Грюнвальдский бой, или Славяне и немцы. Исторический роман-хроника - [177]
Так рассуждал жмудский князь. Он знал, что он сам и судья, и исполнитель, что никто не может и не смеет теперь помешать ему исполнить его волю. Витовт далеко, князь Давид бежал, а криве-кривейто и все криве в восторге, что им удастся над княжеской преступной дочерью исполнить завет Перкунаса, сжечь её на костре за измену клятве.

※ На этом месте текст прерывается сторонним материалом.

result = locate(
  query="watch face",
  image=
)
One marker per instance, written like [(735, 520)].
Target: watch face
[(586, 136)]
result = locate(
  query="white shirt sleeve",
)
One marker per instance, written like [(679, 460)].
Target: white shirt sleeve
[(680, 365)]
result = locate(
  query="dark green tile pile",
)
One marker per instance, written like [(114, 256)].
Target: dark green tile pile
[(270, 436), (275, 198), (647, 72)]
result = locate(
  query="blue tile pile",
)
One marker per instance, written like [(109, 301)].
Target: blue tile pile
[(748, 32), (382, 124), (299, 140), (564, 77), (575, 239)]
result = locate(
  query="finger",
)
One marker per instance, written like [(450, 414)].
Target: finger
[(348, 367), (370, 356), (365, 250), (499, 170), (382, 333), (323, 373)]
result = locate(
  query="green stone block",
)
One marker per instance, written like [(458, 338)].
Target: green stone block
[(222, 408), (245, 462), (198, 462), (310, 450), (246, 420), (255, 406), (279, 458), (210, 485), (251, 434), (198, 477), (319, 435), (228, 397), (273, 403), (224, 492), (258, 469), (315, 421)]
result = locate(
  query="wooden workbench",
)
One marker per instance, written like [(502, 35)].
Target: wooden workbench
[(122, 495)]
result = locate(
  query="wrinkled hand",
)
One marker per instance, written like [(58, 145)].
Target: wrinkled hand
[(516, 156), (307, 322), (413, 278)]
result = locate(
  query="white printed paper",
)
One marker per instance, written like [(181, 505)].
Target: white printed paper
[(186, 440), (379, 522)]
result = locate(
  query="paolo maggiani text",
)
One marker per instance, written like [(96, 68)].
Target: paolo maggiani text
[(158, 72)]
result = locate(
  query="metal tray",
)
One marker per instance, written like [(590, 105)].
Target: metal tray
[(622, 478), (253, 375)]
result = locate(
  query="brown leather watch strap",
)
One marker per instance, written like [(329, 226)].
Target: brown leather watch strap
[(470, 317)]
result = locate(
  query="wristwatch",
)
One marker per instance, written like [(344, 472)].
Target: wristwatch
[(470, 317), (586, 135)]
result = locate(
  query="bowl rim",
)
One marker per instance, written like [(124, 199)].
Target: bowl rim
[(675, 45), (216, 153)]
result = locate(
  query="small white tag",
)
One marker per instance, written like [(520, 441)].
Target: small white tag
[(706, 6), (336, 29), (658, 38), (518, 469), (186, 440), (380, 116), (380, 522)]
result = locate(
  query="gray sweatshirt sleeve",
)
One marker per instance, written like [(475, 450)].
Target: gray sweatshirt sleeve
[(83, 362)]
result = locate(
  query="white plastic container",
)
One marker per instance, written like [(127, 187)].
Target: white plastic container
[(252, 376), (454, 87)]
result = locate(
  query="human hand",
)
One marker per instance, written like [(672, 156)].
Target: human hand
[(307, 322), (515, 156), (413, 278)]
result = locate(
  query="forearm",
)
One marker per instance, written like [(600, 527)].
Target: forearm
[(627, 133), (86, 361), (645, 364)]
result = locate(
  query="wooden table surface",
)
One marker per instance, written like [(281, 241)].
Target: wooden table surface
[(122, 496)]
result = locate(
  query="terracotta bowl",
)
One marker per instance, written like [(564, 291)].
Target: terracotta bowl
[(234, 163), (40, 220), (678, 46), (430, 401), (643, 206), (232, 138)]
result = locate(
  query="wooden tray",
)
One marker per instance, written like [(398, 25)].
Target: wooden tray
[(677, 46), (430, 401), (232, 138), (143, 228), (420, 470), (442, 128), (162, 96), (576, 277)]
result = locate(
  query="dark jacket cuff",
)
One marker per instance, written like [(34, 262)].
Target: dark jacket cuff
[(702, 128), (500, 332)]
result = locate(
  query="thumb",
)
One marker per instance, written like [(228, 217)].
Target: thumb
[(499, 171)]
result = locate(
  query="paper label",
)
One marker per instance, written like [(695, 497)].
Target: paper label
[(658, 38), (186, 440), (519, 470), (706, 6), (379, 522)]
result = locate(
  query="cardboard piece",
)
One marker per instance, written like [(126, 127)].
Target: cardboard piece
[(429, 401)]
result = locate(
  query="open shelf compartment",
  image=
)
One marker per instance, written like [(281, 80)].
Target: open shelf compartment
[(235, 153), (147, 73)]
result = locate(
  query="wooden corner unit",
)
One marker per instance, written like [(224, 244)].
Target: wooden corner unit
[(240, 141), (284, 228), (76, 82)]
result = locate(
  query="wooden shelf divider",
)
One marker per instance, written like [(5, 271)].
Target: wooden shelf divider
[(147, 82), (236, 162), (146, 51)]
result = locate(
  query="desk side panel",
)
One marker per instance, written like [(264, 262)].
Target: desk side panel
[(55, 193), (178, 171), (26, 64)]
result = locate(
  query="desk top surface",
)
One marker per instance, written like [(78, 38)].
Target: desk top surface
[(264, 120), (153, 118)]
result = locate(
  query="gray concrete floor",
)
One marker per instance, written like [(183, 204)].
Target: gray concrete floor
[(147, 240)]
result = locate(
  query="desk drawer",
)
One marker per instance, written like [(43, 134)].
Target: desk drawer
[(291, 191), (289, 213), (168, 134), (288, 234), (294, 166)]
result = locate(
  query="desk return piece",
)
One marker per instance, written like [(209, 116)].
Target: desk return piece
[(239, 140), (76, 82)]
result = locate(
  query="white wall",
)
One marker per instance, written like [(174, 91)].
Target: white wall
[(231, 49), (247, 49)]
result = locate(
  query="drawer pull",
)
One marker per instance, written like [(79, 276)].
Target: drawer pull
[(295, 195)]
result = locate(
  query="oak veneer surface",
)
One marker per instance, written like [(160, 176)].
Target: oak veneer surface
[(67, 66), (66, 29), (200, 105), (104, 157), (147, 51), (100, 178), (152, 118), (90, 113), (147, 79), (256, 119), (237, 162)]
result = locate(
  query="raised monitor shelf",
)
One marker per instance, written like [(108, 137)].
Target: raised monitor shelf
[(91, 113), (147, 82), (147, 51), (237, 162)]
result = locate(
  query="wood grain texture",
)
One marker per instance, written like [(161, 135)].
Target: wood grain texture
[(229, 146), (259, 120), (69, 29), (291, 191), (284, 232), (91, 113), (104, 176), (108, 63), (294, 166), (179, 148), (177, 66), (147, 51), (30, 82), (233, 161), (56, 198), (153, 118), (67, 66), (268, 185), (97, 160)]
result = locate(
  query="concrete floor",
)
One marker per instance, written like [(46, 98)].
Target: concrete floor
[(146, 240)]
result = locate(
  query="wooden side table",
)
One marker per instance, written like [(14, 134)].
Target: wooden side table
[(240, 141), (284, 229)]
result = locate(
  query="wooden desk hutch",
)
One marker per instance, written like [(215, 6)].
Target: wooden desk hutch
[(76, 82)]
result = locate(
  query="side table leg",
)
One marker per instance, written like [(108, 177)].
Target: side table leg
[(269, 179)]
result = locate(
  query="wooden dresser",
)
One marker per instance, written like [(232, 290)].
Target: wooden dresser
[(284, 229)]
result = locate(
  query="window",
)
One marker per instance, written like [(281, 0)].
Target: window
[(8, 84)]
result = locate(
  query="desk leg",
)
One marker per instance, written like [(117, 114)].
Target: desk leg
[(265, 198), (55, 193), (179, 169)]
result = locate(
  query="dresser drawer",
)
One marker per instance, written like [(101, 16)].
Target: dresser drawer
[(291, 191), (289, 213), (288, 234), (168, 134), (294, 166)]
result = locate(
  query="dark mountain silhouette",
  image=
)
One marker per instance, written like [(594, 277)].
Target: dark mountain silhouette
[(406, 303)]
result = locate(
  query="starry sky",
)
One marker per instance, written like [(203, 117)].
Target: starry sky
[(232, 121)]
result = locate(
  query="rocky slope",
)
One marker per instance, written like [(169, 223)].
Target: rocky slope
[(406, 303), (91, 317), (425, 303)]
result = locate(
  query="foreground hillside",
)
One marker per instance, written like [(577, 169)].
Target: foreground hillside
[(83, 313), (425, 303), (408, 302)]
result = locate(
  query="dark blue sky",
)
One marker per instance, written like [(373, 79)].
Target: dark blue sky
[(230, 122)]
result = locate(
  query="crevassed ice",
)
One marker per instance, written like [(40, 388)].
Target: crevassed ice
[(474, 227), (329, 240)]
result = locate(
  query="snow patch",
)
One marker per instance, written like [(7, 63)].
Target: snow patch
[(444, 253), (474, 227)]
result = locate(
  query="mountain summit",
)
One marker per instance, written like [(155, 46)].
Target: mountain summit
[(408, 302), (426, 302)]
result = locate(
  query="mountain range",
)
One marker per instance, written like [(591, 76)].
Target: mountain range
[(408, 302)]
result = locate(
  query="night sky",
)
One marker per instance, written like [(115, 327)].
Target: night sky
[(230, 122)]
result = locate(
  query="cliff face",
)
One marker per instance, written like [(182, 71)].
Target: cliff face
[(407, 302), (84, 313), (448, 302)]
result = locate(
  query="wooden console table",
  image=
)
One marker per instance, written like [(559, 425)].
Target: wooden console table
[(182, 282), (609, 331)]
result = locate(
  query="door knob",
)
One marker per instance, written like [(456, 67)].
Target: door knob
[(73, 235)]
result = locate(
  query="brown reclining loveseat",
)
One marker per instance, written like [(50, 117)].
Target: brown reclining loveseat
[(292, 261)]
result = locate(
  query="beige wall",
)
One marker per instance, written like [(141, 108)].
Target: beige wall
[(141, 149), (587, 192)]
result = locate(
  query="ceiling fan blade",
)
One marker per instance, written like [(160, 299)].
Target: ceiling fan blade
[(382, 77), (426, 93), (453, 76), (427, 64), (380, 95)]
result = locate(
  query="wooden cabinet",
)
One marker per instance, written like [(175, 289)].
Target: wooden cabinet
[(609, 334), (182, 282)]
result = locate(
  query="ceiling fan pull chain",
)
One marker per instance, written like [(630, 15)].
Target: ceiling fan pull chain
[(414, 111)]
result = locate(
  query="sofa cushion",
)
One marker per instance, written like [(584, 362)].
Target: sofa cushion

Если мстить, так мстить, мстить так, чтобы память об этой мести, об этой ужасной казни и торжестве язычества на много поколений осталась в сердцах литовских, как живёт до сих пор память о Маргере Пиленском[114].
Сердце жмудского князя теперь было полно одной заботы: чтобы эта казнь вышла как можно торжественнее, чтобы возможно большее число жертв из числа злодеев-немцев было принесено во славу языческим богам.
Ни разу мысль о том, что Скирмунда приходится ему дочерью, не приходила ему в голову, ни одна мысль о кровных узах не запала в его озлобленное сердце. Она была теперь для него не более чем обыкновенной вайделоткой и должна была погибнуть на костре за преступную любовь к немцу.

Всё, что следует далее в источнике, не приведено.